4. Most centrally, in the article, I “was making a traditional right-wing argument that social democracy (and, by implication, the Obama agenda) inhibits economic growth.”, but am now changing my tune in the face of criticism to say it was really about explaining that “Ultimately, absolute size of an economy matters, because economic clout represents the latent capacity for military and cultural power.”

Once again, I asserted (and also, once again, neither proved nor attempted to prove) that government direction of resources will tend to produce less economic growth and prosperity than freer markets under many conditions. There are therefore many quotes in the article that are, in part, predicated on this belief. I also argued that one of the most important pernicious implications of less growth is loss of global economic clout that will very likely be translated into loss of global power in the long-run. This is not an after-the-fact change. Mr. Chait has repeatedly focused on two sentences that describe changes in relative share of total GDP. Here are the sentences that immediately follow them in the article:

The economic rise of the Asian heartland is the central geopolitical fact of our era, and it is safe to assume that economic and strategic competition will only increase further over the next several decades.

It is common to think of the post-war global economy as a baseline of normalcy to which we wish to return. But it seems more accurate to see that era as an anomaly: the apogee of relative global economic dominance by the West, and by the United States within the Western coalition. The hard truth is that the economic world of 1955 is gone, and even if we wanted it back — short of emerging from another global war unscathed with the rest of the world a smoking heap of rubble — we could not have it.

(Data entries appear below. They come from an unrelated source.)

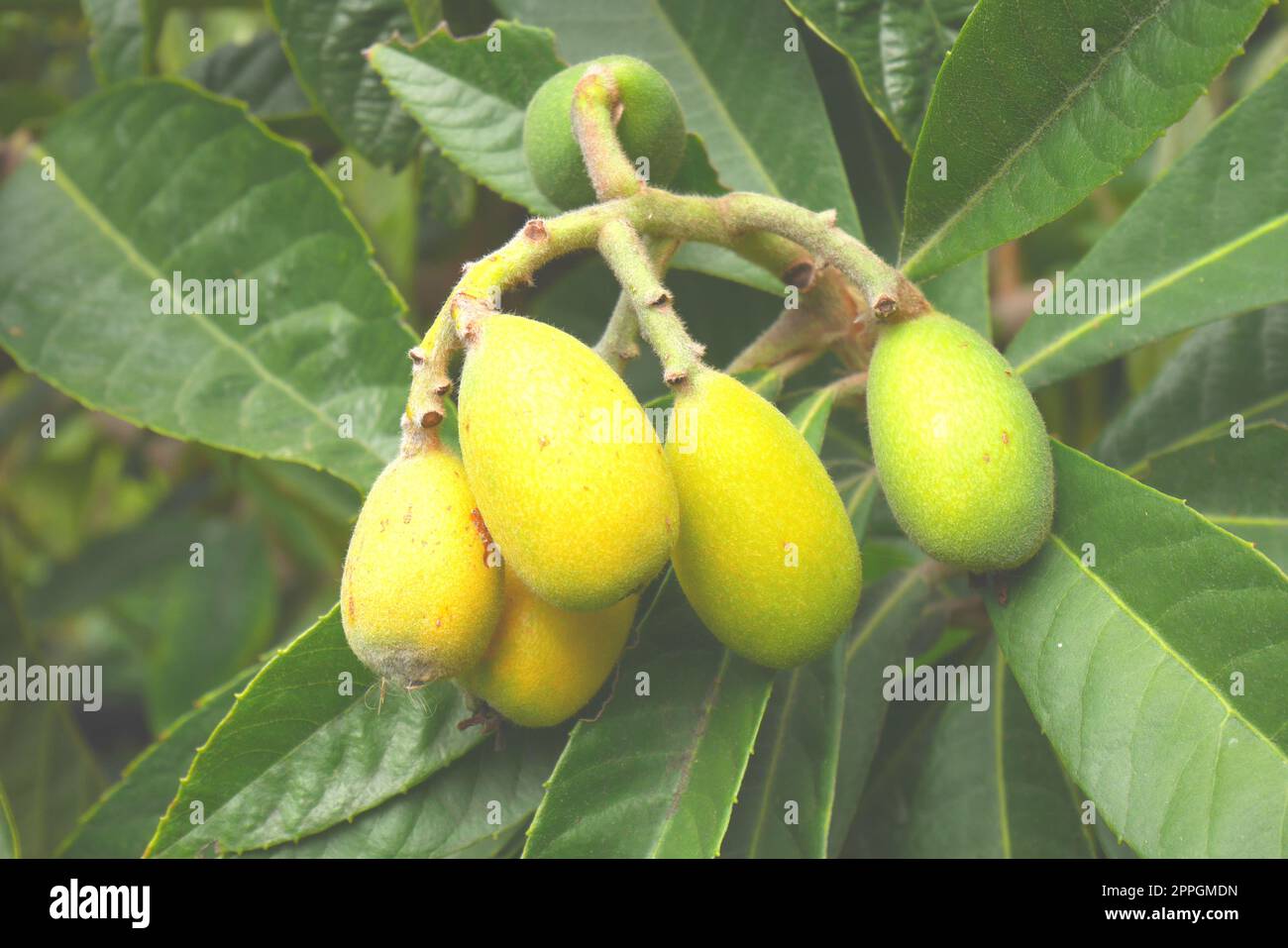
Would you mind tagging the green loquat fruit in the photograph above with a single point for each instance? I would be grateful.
(566, 468)
(960, 446)
(651, 125)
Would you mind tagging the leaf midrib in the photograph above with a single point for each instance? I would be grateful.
(1160, 283)
(1073, 94)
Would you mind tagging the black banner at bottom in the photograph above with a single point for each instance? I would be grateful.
(331, 896)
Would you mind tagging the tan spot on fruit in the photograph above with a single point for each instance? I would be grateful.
(484, 536)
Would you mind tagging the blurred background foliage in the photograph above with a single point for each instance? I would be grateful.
(89, 519)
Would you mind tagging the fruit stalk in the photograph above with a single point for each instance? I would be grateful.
(724, 220)
(660, 325)
(619, 344)
(595, 110)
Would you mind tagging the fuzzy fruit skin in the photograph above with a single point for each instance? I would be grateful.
(546, 662)
(581, 515)
(652, 125)
(960, 446)
(750, 485)
(419, 600)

Yet the strategy of giving up and opting out of this international economic competition in order to focus on quality of life is simply not feasible for the United States. Europeans can get away with it only because they benefit from the external military protection America provides; we, however, have no similar guardian to turn to. We do not live in a Kantian world of perpetual commercial peace. Were America to retreat from global competition, sooner or later those who oppose our values would become strong enough to take away our wealth and freedom.

I stand by these words, just as I stand by every other word in the article.